Even as he spoke there came a cry from the two men who had been sent to watch that the anchor in the sand did not drag.

"It's coming! It's coming out!" shouted one of them.

"Sit on it! Hold it down!" yelled the captain. "Into the water after 'em, boys! Come on, ye old seadogs!"

There was a snap--the rope had parted, but so near to the beach were the two that the life-savers waded into the foam and spume, and grabbed them, holding them safe.

They were hauled to the beach, on which huddled the others who had been saved from the wreck.

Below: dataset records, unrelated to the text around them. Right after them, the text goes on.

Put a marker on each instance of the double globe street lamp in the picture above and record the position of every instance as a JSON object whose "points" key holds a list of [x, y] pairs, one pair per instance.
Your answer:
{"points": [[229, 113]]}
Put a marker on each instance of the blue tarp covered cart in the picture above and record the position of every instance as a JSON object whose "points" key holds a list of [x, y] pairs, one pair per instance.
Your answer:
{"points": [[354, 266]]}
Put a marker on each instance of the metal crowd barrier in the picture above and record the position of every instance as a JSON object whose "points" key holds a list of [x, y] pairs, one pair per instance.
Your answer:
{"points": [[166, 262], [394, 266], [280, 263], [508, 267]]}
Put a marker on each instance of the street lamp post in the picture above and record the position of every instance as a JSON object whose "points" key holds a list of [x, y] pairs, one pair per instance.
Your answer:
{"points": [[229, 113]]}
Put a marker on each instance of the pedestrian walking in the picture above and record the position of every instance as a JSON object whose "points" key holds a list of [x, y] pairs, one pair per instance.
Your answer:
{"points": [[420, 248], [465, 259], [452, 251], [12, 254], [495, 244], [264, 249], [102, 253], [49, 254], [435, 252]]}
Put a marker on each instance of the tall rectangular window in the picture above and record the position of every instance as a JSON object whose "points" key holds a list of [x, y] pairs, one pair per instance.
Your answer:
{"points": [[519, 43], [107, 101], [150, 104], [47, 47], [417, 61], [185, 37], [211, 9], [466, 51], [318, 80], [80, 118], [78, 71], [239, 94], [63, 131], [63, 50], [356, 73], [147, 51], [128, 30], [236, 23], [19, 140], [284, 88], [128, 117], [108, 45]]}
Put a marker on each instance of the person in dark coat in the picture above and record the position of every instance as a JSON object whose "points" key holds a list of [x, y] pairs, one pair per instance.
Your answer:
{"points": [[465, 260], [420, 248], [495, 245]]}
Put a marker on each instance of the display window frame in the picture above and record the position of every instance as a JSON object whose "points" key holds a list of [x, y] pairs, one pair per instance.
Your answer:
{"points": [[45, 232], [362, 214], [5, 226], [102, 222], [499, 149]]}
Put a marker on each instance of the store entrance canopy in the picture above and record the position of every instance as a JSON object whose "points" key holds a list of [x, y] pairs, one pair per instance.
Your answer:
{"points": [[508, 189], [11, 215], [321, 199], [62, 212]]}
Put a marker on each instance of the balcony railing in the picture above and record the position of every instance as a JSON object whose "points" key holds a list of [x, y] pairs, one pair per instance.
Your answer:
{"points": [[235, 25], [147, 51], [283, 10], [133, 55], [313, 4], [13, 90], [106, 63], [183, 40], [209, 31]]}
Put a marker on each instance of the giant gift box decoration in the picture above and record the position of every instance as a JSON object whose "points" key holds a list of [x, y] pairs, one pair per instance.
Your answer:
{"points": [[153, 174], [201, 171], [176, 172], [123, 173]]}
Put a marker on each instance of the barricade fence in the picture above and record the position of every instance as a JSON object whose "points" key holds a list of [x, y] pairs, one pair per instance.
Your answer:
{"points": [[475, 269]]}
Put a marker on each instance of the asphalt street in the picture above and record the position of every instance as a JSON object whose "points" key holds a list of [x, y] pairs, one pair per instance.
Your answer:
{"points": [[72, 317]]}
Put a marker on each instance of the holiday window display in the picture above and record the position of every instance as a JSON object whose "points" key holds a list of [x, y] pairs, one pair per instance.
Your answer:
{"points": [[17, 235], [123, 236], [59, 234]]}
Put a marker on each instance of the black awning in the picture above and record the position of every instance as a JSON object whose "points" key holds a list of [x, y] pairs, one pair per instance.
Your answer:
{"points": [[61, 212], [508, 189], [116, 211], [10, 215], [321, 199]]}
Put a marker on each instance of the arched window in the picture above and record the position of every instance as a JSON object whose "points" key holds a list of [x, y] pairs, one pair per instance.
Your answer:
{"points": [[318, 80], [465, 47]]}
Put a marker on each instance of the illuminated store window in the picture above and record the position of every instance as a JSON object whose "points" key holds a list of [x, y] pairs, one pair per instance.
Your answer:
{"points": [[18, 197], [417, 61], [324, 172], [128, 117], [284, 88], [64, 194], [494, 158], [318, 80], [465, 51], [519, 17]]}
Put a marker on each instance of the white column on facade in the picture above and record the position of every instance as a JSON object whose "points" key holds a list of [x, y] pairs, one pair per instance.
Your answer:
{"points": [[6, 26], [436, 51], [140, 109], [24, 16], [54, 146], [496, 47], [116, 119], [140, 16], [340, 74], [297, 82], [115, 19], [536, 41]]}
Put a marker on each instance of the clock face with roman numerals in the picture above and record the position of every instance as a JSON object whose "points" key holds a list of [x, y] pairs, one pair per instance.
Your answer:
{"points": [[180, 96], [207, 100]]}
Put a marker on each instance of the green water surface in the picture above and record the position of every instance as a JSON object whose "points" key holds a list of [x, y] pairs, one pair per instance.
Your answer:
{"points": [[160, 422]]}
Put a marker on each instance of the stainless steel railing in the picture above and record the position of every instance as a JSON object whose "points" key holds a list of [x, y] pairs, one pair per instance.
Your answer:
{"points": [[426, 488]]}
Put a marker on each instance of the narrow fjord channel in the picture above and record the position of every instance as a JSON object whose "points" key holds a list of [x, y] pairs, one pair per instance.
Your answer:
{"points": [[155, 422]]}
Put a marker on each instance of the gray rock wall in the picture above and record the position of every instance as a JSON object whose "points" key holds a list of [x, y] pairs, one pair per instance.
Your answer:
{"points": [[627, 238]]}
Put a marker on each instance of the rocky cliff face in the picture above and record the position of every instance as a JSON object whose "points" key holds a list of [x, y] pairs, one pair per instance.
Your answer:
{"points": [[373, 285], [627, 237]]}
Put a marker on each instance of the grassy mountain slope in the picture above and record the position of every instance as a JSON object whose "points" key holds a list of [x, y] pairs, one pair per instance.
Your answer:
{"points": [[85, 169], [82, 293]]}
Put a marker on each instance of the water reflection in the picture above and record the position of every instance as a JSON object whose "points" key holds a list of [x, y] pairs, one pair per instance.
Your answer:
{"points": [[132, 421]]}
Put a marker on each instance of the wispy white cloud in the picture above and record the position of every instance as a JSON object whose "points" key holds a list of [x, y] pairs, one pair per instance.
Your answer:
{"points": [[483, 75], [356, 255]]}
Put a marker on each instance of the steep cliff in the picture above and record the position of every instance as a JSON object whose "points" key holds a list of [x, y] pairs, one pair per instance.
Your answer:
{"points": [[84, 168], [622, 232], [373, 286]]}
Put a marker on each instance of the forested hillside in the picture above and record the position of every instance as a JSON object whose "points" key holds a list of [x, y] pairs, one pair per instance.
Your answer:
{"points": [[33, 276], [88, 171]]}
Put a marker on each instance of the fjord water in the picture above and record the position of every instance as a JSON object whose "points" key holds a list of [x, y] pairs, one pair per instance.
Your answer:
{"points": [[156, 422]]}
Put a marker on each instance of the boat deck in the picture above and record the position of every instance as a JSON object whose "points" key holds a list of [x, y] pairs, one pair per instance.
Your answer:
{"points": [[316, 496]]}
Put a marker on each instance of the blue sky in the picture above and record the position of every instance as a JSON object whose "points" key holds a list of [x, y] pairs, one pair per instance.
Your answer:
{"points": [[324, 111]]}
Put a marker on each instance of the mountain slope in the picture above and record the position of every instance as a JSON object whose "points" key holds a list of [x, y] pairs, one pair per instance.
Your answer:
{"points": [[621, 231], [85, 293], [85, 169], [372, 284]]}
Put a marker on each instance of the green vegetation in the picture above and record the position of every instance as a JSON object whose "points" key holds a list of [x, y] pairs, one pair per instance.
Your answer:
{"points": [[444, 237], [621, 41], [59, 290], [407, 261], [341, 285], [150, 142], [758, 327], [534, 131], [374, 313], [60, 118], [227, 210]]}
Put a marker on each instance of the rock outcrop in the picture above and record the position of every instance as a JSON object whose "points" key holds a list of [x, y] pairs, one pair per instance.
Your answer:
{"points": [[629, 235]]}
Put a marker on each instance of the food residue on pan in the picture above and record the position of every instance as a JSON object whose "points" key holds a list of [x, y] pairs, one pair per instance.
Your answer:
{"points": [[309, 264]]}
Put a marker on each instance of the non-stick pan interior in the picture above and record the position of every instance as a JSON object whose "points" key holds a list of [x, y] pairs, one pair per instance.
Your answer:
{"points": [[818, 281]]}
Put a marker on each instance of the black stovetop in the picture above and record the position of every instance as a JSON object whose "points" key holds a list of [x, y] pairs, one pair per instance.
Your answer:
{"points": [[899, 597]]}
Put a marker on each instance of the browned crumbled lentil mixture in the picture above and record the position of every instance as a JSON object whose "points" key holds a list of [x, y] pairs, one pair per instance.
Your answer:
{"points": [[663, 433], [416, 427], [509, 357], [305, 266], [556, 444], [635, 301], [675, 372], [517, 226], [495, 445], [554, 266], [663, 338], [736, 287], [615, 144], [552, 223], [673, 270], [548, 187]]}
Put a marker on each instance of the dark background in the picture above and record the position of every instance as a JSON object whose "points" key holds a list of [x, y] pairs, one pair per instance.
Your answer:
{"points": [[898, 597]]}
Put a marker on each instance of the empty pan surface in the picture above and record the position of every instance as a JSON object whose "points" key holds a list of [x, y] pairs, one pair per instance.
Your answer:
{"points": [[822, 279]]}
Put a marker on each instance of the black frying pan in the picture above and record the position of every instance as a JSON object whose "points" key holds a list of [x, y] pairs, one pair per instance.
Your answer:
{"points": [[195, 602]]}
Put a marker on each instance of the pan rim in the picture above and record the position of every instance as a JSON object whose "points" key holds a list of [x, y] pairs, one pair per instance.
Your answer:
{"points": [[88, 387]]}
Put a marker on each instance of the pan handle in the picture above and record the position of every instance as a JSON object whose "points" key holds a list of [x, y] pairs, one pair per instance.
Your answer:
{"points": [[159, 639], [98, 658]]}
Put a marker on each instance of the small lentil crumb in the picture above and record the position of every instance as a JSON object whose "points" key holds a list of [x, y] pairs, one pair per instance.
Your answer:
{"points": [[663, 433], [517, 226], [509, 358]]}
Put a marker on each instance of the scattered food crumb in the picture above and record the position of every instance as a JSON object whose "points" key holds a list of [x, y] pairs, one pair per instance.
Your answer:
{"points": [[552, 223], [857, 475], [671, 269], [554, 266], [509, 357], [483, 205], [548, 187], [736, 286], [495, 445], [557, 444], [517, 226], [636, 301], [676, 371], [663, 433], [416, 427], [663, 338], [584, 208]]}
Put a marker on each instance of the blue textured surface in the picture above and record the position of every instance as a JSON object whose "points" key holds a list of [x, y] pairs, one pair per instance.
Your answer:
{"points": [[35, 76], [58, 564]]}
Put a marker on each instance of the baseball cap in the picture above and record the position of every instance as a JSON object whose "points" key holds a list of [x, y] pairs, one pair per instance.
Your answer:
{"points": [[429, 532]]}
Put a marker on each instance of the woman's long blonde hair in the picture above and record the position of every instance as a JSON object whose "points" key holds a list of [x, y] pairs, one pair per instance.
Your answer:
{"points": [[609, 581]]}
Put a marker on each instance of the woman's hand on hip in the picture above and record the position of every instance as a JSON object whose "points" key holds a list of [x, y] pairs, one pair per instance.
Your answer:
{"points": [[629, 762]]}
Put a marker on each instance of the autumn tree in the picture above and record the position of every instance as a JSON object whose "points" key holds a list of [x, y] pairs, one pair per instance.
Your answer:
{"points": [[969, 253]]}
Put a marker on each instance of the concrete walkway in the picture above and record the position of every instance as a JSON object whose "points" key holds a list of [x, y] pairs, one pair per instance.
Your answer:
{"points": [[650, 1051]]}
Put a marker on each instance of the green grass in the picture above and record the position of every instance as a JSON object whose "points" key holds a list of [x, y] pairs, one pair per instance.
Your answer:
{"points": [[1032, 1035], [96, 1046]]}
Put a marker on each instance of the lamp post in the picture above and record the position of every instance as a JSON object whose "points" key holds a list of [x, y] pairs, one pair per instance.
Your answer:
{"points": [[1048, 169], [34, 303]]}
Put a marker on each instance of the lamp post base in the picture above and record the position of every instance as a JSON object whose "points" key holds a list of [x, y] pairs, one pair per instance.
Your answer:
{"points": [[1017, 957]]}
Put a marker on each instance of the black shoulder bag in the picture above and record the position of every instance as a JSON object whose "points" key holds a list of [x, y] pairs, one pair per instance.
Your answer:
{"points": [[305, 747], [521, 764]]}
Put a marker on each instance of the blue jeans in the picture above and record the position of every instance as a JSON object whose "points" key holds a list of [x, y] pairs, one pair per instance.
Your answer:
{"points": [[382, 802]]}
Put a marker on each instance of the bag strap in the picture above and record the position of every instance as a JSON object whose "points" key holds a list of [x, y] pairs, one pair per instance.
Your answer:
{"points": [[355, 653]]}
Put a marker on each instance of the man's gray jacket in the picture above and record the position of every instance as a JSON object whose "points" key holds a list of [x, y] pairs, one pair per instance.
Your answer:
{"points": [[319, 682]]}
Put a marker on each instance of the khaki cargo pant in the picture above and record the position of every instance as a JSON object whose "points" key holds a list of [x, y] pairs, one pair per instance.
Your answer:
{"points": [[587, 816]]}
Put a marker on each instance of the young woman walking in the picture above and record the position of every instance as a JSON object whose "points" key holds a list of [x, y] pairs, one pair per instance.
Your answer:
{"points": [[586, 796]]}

The lone woman had been taken in charge by the feminine members of the theatrical troupe, who led her toward their boarding house. They said they would soon have hot coffee ready for all the sailors.

"Get 'em out of the buoy!" cried the captain, as the two last rescued were seen to be well-nigh insensible. They were assisted out, and sank helpless on the sand.

"Pretty far gone," remarked a life saver. "One must be the captain, I reckon."

"And the other," began Harry Stanton, keeper of the Rockypoint light; "the other--why, if it isn't Nate Duncan, who used to be my assistant! He came out of the wreck--Nate Duncan!"